The member/country programme should:

  • Activate Emergency Preparedness Plan (EPP).

  • Conduct a rapid assessment to gather basic information about the disaster and impact on the communities that ActionAid works with.

  • Trained EFAST member(s) can be deployed within 48 hours to the disaster-affected country if required.

  • Commence relief activities focusing on saving lives and addressing the immediate needs of the most vulnerable groups, women and children. In addition to food, water, shelter etc, the immediate response also includes information, psychosocial support, accountability and policy linkages.

In addition:

  • Information management: in emergencies, IHART acts as the central co-ordinating body for information on the disaster and ActionAid’s response. A situation report (sitrep) is to be completed within 24 hours of the disaster and at regular intervals after that.

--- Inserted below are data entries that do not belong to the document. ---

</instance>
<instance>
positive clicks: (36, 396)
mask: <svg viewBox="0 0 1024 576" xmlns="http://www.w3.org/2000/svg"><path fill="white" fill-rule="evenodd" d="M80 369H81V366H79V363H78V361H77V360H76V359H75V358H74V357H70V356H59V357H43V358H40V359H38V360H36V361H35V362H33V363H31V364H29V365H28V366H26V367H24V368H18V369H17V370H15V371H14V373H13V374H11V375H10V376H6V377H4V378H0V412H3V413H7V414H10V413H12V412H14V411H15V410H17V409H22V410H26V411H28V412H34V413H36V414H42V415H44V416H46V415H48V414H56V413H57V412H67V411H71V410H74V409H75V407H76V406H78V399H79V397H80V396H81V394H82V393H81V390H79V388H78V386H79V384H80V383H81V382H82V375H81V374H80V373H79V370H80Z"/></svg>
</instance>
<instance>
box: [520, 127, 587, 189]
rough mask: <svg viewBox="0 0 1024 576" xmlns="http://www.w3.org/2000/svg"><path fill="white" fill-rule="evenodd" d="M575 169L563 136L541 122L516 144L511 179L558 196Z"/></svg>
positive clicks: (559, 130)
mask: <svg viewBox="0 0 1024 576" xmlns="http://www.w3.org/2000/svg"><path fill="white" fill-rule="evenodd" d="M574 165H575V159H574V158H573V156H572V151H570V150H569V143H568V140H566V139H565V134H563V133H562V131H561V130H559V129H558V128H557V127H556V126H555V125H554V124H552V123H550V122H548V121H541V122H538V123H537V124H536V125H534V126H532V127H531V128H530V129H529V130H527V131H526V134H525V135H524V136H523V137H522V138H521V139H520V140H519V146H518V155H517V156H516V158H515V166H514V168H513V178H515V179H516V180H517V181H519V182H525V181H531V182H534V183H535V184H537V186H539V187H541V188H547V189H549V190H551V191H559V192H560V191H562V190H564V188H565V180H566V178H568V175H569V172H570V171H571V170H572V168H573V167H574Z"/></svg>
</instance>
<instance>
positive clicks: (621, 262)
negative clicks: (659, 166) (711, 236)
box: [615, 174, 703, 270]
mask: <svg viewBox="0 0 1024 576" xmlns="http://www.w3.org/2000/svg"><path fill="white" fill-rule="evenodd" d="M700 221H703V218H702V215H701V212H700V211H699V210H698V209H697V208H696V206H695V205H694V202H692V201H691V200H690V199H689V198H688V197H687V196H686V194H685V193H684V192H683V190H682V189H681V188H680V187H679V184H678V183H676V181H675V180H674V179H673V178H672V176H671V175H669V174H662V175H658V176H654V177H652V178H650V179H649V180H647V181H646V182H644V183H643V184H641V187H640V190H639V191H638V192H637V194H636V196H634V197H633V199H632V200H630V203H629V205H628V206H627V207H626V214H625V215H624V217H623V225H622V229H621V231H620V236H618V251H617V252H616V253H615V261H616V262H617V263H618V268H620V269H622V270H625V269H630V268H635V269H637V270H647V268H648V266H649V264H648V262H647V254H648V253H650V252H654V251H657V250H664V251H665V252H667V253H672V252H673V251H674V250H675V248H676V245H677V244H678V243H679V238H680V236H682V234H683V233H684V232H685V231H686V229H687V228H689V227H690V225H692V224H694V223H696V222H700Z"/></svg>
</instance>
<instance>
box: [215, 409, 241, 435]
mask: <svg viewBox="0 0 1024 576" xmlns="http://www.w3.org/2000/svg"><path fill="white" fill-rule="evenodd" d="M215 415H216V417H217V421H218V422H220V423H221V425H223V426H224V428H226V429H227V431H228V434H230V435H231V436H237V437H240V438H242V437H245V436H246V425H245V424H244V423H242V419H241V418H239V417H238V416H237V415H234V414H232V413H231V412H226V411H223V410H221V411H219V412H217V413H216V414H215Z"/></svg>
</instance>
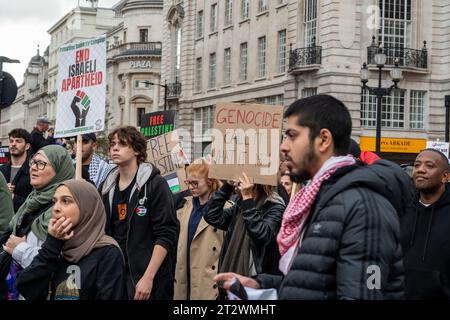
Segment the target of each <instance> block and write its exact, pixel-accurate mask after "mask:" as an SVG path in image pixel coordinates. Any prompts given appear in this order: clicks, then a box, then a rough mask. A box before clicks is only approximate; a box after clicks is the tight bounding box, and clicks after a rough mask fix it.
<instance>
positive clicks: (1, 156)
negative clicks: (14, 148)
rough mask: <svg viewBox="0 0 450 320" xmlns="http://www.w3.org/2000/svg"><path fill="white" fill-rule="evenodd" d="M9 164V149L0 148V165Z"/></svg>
mask: <svg viewBox="0 0 450 320" xmlns="http://www.w3.org/2000/svg"><path fill="white" fill-rule="evenodd" d="M8 162H9V148H8V147H0V165H2V164H7V163H8Z"/></svg>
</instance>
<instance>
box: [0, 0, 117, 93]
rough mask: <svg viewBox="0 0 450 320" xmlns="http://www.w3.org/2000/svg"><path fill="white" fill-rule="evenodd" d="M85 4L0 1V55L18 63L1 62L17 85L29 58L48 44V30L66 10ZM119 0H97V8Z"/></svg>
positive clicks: (65, 11)
mask: <svg viewBox="0 0 450 320" xmlns="http://www.w3.org/2000/svg"><path fill="white" fill-rule="evenodd" d="M78 2H79V3H80V5H82V6H83V5H84V6H88V5H89V4H88V3H87V2H86V1H85V0H13V1H8V0H0V56H6V57H8V58H11V59H18V60H20V64H18V63H17V64H12V63H4V64H3V71H6V72H9V73H10V74H12V75H13V77H14V78H15V79H16V82H17V85H18V86H19V85H20V84H21V83H22V81H23V74H24V72H25V70H26V68H27V66H28V62H30V59H31V58H32V57H33V56H35V55H36V52H37V51H36V50H37V46H38V45H39V47H40V53H41V56H42V54H43V52H44V51H45V49H46V48H47V46H48V45H49V44H50V35H49V34H48V33H47V30H48V29H50V27H52V26H53V25H54V24H55V23H56V22H57V21H58V20H59V19H61V18H62V17H63V16H64V15H65V14H66V13H68V12H69V11H70V10H72V9H73V8H75V7H76V6H77V5H78ZM118 2H119V0H99V7H106V8H110V7H112V6H113V5H114V4H116V3H118Z"/></svg>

  • International Programme Managers (IPMs) have responsibility for emergency preparedness and response in a specific geographic region. In orange and red alert emergencies, IHART may deploy an IPM to support the member/country programme.

  • Management response: in RED and ORANGE alert emergencies, IHART supports the disaster-affected member/country programme to establish a management response system to oversee and direct effective and efficient delivery of the emergency response.

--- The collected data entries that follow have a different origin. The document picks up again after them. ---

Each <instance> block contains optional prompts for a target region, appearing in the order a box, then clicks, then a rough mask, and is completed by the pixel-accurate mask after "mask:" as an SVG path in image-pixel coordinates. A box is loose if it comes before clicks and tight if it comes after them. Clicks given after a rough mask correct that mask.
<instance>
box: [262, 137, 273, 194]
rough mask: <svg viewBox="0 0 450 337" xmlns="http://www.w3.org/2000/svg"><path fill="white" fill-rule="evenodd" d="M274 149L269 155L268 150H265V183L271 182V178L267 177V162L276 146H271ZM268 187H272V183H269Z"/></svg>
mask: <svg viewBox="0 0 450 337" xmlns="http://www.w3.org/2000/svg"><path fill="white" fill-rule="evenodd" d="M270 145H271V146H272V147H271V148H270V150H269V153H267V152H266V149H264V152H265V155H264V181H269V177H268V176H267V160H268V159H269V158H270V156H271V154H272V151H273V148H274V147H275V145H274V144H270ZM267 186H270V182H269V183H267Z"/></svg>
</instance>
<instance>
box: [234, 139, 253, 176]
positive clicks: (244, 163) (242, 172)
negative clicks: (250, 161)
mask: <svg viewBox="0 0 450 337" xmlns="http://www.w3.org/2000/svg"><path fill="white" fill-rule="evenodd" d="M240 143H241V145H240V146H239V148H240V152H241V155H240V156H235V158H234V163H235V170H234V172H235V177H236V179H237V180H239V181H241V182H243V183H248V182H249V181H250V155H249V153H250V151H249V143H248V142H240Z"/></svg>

  • Oversight group: formed of International Senior Leadership Team members (or their representatives), and chaired by the Head of IHART, an Oversight Group is formed in ORANGE and RED alert disasters to help guide and monitor the disaster response.

  • Review and update the security assessment and security plan. Staff security must be ActionAid’s top priority in disasters. All countries where ActionAid has a presence must already have security risk analysis and plans in place before a disaster strikes. If ActionAid responds outside its usual operating area, security analysis and plans must be developed.

  • Members/country programmes should sign a new MOU with all partners (even existing partners with whom they have worked prior to the emergency) at the start of the response.

  • Fundraising must be started within 72 hours of a disaster. IHART co-ordinates the emergency response fundraising. In RED alert disasters, all fundraising affiliates are expected to launch public or supporter fundraising appeals. In ORANGE alert disasters, while fundraising remains a priority, it is not expected that affiliates will launch public or supporter appeals, although if they feel that there is a particular opportunity for these, they should discuss with IHART and International Fundraising.

  • Communications in emergencies: the first 24/48 hours of any emergency are crucial for media, communications and fundraising. ActionAid must be immediately visible at the local, national and international level. If required, deployment of an Emergency News Officer can be made in the first 12-24 hours of a rapid onset emergency or at an appropriate time during a slow onset emergency.

  • Co-ordination with UN clusters and INGO/NGO platforms: it is particularly important for ActionAid to engage with relevant clusters from the start of the disaster response. The member/country programme should also engage with other country level actors including INGO/NGOs.